Em contagem decrescente... Os anos somam-se e a vida vai esgotando-se. É a inevitabilidade da vida.
Olho para trás e revejo as memórias, as conquistas desejadas, os sonhos, os "tenho que", "quero", "quando tiver, poderei ser, fazer"...

E quando a vida te brinda com o alcance desses objetivos, a mente apressa-se a criar outros, pois que não suporta espaços vazios. E a correria torna-se constante, por "conquistar o ainda inalcançado". E no meio desta ânsia resta muito pouco para saborear o presente. Há uma viagem constante entre passado e futuro e muito pouca presença no aqui e agora.

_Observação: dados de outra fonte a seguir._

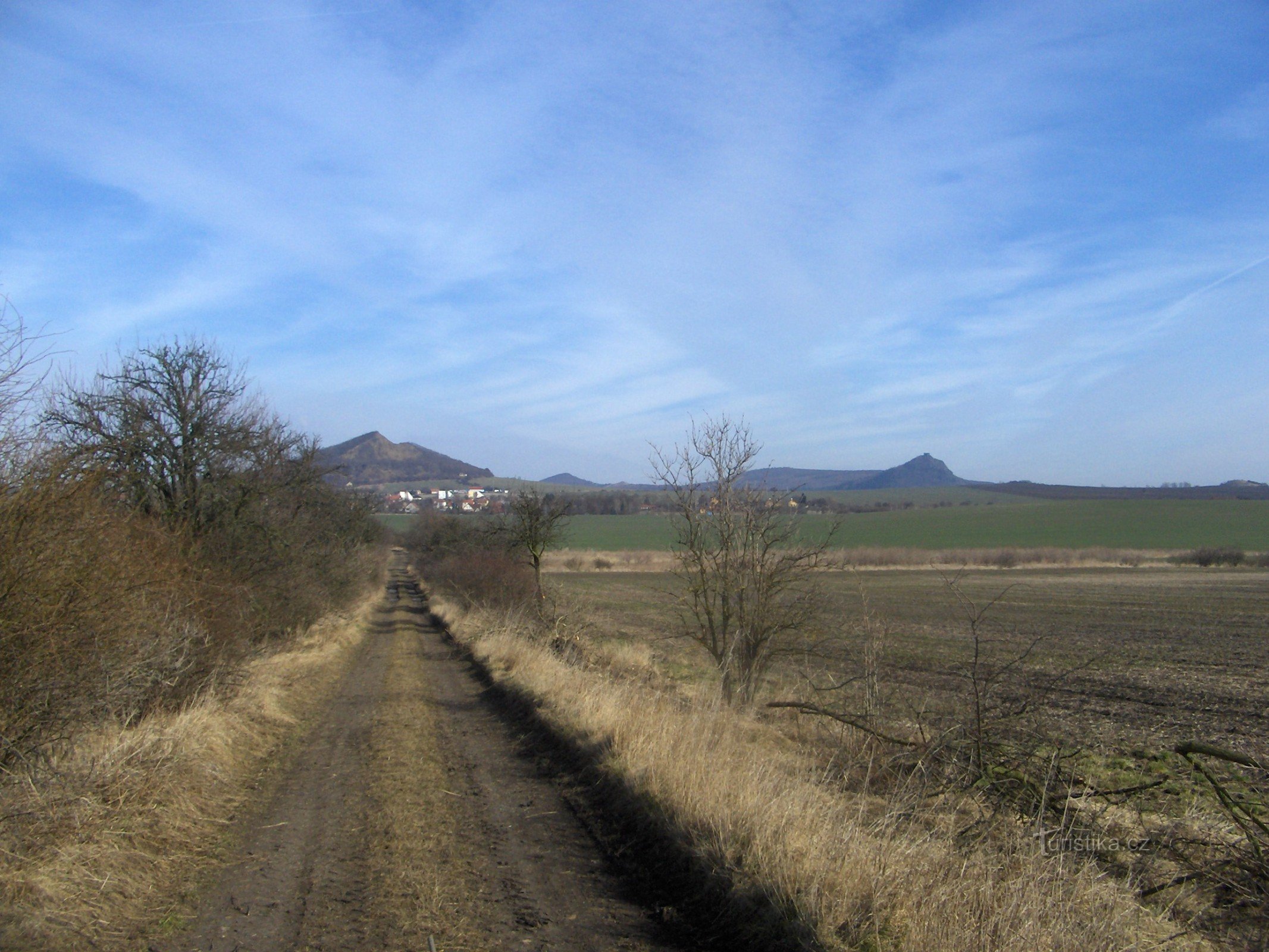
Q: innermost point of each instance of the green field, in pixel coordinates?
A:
(1150, 524)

Há alguns anos atrás zanguei-me com os "objetivos", cansei-me de lutar comigo para provar que era capaz. Andei no "não sei" e "não quero nada". Mas escondia inconscientemente a vontade por mais, algo que não sabia descrever, mas que sentia querer, teria de haver algo. No fundo queria que a vida tivesse significado, fosse importante e para tal teria de ter destaque, ser especial a fazer qualquer coisa. Havia secretamente o desejo de palco, mas dizia-o baixinho, para que não pudesse parecer aos olhos dos outros arrogante.

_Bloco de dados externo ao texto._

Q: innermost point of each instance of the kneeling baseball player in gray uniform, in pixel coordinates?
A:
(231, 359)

E a vida vai-nos despindo e pondo-nos de frente para nós mesmos, para que nos revelemos. E percebi que era eu que tinha de ser especial para mim, tinha de me ter, de me celebrar e amar no pacote inteiro. E para isso tive de largar a fortaleza da super mulher sempre alegre e contente, sempre pronta para qualquer batalha e para ajudar os mais aflitos. Tinha de me alimentar de mim.

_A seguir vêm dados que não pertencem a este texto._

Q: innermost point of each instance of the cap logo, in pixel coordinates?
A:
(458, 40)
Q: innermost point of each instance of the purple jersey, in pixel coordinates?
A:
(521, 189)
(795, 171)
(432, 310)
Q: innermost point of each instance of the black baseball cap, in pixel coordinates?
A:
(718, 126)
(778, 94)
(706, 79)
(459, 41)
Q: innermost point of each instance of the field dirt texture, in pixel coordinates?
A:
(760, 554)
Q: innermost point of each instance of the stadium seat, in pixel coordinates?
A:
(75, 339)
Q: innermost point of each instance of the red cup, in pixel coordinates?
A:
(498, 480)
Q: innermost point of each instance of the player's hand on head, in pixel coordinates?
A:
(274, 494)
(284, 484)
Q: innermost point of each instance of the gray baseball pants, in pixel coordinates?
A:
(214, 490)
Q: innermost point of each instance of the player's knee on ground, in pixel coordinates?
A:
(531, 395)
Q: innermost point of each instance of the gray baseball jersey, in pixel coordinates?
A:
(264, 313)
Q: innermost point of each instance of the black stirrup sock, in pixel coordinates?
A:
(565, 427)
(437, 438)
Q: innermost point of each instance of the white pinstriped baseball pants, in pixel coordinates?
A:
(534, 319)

Foi olhar para a menina e mulher frágil, permitir que chorasse, que revelasse as suas fragilidades, que tinha direito a sentir-se insegura, com medo, chorar, gritar e que isso não a diminuía, aliás tornava-a mais forte e humana. E começou a abraçar-se e amar-se melhor, a dar-lhe colo, a desenvolver uma relação de cumplicidade consigo mesma, a ouvir-se e nutrir-se. Não tinha de ser perfeita, apenas ser a cada momento o melhor que conseguia ser e a perdoar-se quando por qualquer motivo se culpava ainda.

Chegou a ter medo de poder ser destruída, até que começou a ampliar a sua perceção e perceber que a destruição é necessária. Do caos surge a ordem e para que se possa criar o novo, é preciso largar o velho, desapegar.

Hoje caminha mais leve e livre. Cheia de si mesma, da vontade de continuar a caminhar e a descobrir o mundo pelos seus próprios pés. Vai de mãos vazias e coração aberto para dar e receber. Nada é pessoal, tudo são oportunidades para se servir a si mesma e reencontrar mais amor.

Não há lugar nenhum onde chegar, nem nada a alcançar, apenas desfrutar as experiências que a vida vai oferecendo. Nada nos pertence, tudo é temporário, que possamos cuidar com o nosso maior amor,  sem possuir ou deixar-nos possuir.